Perakendecilerin geçtiğimiz birkaç yılda öğrendiği bir şey varsa o da ekonomide radikal değişimlerin yaşandığı bu günlerde direncini kaybetmemek gerektiği. Önümüzde bazı zorluklar olsa da Google olarak hedefimiz, perakendecilerin ve markaların belirsizlik içinde yönlerini bulmasına yardımcı olmak. Bu yazıda tüketici davranışını analiz edip önümüzdeki üç ila beş yıl içinde perakende sektörünü şekillendirecek dört kritik trendi ele alıyoruz.
Alışveriş bir ortam deneyimine dönüştü
Günümüzün tüketicileri hem dijital, fiziksel, sanal ve sosyal platformlar arasında geziniyor hem de arama, araştırma ve satın alma adımları arasında kolayca geçiş yapıyor. Şu anda kullanıcıların belirli bir kanalda, belirli bir süre içinde, belirli bir öğeyi aradığı tek bir işlem olan bu çok kanallı alışveriş davranışı, evrilerek bir ortam deneyimine dönüşecek. Kullanıcılar sosyal feed'lerde gezinirken, video yayınları izlerken ve video oyunları oynarken yeni ürün ve hizmetler keşfedecek.
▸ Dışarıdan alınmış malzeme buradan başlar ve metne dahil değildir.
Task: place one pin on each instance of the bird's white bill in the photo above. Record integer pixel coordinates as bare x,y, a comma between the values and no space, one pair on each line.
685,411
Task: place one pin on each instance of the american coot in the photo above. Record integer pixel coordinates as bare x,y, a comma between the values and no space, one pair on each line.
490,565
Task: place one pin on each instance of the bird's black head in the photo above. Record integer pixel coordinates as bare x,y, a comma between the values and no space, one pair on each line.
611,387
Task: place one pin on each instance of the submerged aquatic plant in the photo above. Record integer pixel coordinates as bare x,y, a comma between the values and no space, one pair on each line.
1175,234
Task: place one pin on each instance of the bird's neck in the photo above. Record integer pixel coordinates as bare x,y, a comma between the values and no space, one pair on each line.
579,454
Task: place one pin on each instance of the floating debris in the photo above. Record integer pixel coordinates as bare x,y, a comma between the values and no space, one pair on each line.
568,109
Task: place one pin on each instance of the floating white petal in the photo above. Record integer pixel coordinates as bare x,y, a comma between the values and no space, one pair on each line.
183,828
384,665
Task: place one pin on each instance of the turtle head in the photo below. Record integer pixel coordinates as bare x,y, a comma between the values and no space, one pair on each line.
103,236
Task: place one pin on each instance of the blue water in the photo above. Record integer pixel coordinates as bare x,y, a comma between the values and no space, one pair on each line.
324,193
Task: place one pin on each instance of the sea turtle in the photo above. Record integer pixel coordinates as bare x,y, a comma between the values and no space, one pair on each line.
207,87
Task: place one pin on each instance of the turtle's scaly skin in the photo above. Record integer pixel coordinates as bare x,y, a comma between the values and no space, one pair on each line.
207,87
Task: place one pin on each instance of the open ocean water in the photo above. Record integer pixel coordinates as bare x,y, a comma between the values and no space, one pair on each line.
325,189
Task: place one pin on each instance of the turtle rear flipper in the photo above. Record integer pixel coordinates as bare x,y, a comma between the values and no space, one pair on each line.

Böylece ticaretin bir sonraki aşamasında kullanıcıların hangi kanalla etkileşime geçeceğini seçmesinden çok, perakendecilerin müşterilere ve onların zaman geçirdiği yerlere; talebin, keşfin, seçimin ve tüketimin gerçekleştiği yerlere ne kadar yaklaşabildiği önemli olacak.
Genç tüketicilerin yeni çıkan medyaları kullanarak alışveriş yapma ihtimali 2 ila 3 kat daha fazla.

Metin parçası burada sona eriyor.